H2V: A Database Of Human Genes And Proteins That Respond To ...

Data collection

In this study, human proteins/genes responding to viral infections were defined as differentially expressed genes (DEGs), proteins that participate in human-virus protein–protein interactions (PPIs), differentially expressed proteins (DEPs), differentially phosphorylated proteins (DPPs), differentially translated proteins (DTPs), differentially ubiquitinated proteins (DUPs), and disease severity associated proteins (SAPs).

We used the Bing search engine (https://www.bing.com), NCBI resources (https://www.ncbi.nlm.nih.gov/), and Proteome Xchange database http://www.proteomexchange.org/) to search for studies of SARS-CoV-2, SARS-CoV, and MERS-CoV infection. Based on the definition of response genes/proteins, the studies were classified as DEG, PPI, DEP, DPP, DTP, DUP and SAP. For each study type, three independent studies per virus were selected. If the number of available studies was less than three, any identified sources were used. Since we focused on dynamic changes in response genes/proteins over time post infection, studies reporting time-course surveys were selected as the highest priority. Only in cases of insufficient study numbers were studies without time-course examinations selected. After study selection, the journal articles reporting the selected studies were retrieved, and information about gene and protein responses was extracted from the main text and supplementary material of each article. When such information was not available in the journal article, raw data from the selected studies were downloaded from public repositories and subsequently analyzed. The selected studies ( [12,13,14,15,16,17,18,19,20,21,22,23,24]) and corresponding strategies to identify response genes and proteins are summarized in Table 1.

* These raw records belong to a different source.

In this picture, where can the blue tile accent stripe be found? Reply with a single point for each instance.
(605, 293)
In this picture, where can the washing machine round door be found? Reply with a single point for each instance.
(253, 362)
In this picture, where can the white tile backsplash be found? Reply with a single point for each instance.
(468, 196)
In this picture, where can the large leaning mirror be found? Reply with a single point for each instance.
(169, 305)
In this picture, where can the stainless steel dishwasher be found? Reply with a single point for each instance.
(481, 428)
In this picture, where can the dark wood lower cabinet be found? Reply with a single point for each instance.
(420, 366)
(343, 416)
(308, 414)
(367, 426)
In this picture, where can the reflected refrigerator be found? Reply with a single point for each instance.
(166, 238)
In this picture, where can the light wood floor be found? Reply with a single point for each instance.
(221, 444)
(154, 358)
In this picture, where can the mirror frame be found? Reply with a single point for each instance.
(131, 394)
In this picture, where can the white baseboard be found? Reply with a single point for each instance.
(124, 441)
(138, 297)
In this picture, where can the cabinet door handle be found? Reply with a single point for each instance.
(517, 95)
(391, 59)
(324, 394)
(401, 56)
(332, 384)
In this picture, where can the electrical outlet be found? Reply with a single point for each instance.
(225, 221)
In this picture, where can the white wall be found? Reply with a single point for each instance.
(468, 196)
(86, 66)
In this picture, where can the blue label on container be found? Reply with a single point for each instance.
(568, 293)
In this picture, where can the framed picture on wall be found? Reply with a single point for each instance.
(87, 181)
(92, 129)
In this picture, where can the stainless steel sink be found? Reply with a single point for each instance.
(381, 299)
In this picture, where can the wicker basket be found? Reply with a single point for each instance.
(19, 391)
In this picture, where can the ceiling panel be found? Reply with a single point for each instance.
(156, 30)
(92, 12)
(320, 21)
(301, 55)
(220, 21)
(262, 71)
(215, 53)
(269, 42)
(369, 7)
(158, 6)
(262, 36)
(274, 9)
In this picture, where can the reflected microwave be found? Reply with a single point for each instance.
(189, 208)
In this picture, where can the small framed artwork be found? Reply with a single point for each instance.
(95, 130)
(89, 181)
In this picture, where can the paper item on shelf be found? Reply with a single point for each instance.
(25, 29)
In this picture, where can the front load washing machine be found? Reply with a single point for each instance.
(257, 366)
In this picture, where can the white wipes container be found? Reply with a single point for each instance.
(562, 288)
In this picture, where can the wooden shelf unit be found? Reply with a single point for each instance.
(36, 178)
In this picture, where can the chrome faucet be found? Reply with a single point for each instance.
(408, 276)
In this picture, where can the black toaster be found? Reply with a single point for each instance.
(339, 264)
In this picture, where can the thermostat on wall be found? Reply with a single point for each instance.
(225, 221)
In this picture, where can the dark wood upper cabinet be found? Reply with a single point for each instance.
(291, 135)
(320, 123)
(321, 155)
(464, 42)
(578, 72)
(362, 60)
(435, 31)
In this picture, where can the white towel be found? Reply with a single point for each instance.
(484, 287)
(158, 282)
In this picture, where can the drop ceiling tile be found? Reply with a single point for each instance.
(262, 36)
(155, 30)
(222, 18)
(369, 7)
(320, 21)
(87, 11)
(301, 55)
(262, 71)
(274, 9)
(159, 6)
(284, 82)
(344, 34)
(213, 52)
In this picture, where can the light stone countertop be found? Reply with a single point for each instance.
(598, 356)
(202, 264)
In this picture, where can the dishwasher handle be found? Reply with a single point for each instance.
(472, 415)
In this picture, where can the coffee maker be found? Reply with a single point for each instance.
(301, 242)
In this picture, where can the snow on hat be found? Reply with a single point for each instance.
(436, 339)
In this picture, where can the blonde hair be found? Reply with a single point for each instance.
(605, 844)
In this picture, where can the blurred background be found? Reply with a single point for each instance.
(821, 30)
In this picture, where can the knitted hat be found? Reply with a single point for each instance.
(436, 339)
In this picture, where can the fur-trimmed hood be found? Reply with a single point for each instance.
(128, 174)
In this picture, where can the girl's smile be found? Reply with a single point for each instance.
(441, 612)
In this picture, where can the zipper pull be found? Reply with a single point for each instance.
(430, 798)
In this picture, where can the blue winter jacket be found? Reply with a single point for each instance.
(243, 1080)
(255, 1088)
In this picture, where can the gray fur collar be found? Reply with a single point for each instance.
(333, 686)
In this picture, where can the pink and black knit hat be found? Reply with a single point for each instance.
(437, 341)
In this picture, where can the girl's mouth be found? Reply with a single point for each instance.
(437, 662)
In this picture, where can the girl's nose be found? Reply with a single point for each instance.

Genome assemblies MN985325.1, NC_004718.3 and NC_019843.3 from the NCBI database (https://www.ncbi.nlm.nih.gov/) were used to annotate SARS-CoV-2, SARS-CoV and MERS-CoV genes, respectively. Drug information was collected from the DrugBank database [25]. Postprocessing of data was performed using R (https://www.r-project.org/) and Python (https://python.org/).

Implementation

H2V was developed using conventional web development techniques. The user interface was developed using HTML5, CSS3, and JavaScript. Bootstrap v4 (https://getbootstrap.com/) was used for layout design. DataTables (https://datatables.net/) was used to organize data in tables on the web page. Cytoscape.js was used for network visualization [26]. Plotly (https://plotly.com/) was used to create interactive plots. PHP (https://www.php.net/), Python (https://www.python.org) and Bash scripts were used for server-side development. The SQLite (https://www.sqlite.org/) database was used to manage the data. NCBI’s sequence viewer (https://www.ncbi.nlm.nih.gov/projects/sviewer/) was embedded on the web page to show the viral genome. PANTHER API was used for pathway enrichment analysis [27]. Drug information is not stored in H2V; instead, it is automatically retrieved on request from the DrugBank database via UniProt’s REST API [28]. H2V is deployed in an Amazon AWS host running Ubuntu 16.04.